There were 885 households, of which 32.1% had children under the age of 18 living with them, 50.5% were married couples living together, 12.5% had a female householder with no husband present, 5.6% had a male householder with no wife present, and 31.3% were non-families. 27.5% of all households were made up of individuals, and 12.4% had someone living alone who was 65 years of age or older. The average household size was 2.41 and the average family size was 2.90.

The median age in the town was 42.2 years. 22.8% of residents were under the age of 18; 8.5% were between the ages of 18 and 24; 22.6% were from 25 to 44; 29.6% were from 45 to 64; and 16.5% were 65 years of age or older. The gender makeup of the town was 48.3% male and 51.7% female.

===2000 census===
As of the census of 2000, there were 2,247 people, 902 households, and 614 families living in the town. The population density was 644.3 PD/sqmi. There were 960 housing units at an average density of 275.8 /sqmi. The racial makeup of the town was 97.28% White, 0.45% African American, 0.31% Native American, 0.18% Asian, 0.04% Pacific Islander, 0.31% from other races, and 1.43% from two or more races.

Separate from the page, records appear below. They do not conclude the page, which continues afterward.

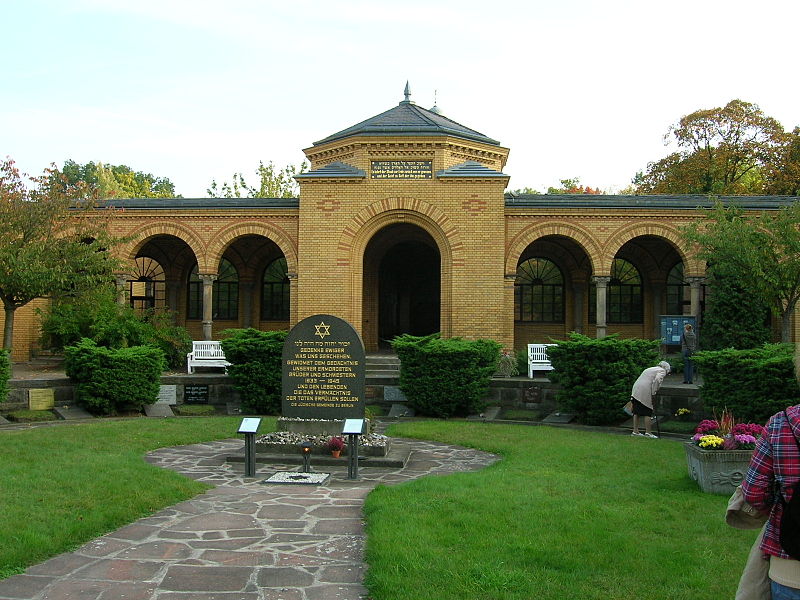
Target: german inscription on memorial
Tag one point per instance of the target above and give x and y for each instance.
(402, 169)
(323, 370)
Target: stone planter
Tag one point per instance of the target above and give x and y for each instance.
(717, 471)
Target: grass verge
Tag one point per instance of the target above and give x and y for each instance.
(63, 486)
(565, 514)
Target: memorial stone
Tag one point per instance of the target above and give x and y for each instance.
(323, 370)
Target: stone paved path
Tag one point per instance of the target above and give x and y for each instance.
(242, 540)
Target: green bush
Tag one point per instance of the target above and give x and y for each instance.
(102, 319)
(5, 374)
(255, 358)
(112, 380)
(446, 378)
(596, 375)
(753, 384)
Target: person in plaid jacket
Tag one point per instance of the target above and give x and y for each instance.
(776, 461)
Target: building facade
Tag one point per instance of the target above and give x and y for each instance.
(402, 226)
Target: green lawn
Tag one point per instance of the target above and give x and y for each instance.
(566, 514)
(65, 485)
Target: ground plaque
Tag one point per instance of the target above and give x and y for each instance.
(323, 370)
(41, 399)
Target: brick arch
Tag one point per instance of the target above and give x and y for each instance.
(535, 231)
(222, 239)
(363, 227)
(141, 235)
(669, 233)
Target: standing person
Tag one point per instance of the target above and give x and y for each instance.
(688, 347)
(776, 462)
(644, 389)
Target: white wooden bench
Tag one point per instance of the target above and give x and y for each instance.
(206, 354)
(537, 358)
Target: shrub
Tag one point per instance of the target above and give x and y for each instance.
(446, 378)
(255, 358)
(102, 319)
(596, 375)
(5, 374)
(753, 384)
(111, 380)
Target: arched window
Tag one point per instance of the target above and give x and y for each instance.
(539, 292)
(275, 291)
(225, 305)
(624, 303)
(677, 291)
(146, 286)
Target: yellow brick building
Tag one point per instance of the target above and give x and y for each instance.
(402, 226)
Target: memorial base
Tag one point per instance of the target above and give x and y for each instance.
(312, 426)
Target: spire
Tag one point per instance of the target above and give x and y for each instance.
(407, 94)
(435, 109)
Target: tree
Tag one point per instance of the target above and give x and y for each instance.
(722, 151)
(761, 251)
(573, 186)
(116, 181)
(782, 176)
(273, 183)
(52, 240)
(521, 191)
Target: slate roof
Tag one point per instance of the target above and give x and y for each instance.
(199, 203)
(407, 119)
(470, 168)
(660, 201)
(336, 170)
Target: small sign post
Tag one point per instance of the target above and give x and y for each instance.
(249, 427)
(352, 429)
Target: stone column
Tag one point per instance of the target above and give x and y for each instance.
(122, 288)
(208, 304)
(247, 303)
(578, 295)
(658, 289)
(602, 291)
(695, 284)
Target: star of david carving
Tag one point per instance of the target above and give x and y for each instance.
(322, 330)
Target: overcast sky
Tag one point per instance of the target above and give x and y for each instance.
(195, 90)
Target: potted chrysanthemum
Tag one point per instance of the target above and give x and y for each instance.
(719, 452)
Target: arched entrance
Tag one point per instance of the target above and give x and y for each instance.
(402, 285)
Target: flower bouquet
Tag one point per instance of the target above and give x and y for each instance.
(725, 434)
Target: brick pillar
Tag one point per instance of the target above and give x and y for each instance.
(602, 290)
(208, 304)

Hispanic or Latino of any race were 0.98% of the population.

There were 901 households, out of which 33.1% had children under the age of 18 living with them, 53.3% were married couples living together, 10.3% had a female householder with no husband present, and 31.9% were non-families. 25.9% of all households were made up of individuals, and 13.0% had someone living alone who was 65 years of age or older. The average household size was 2.49 and the average family size was 3.00.

In the town, the population was spread out, with 27.5% under the age of 18, 7.7% from 18 to 24, 27.9% from 25 to 44, 23.4% from 45 to 64, and 13.5% who were 65 years of age or older. The median age was 37 years. For every 100 females, there were 88.8 males. For every 100 females age 18 and over, there were 88.4 males.

The median income for a household in the town was $36,402, and the median income for a family was $42,917. Males had a median income of $33,561 versus $20,857 for females. The per capita income for the town was $16,982. About 4.0% of families and 7.4% of the population were below the poverty line, including 9.4% of those under age 18 and 6.2% of those age 65 or over.

==Infrastructure==
Cloverdale is served by locally owned and based Endeavor Communications, formerly Clay County Rural Telephone Cooperative, which serves over 10,000 members. An alternative to the local phone company for internet service, PDS Wireless is locally owned an operated and serving Cloverdale and some outlying areas.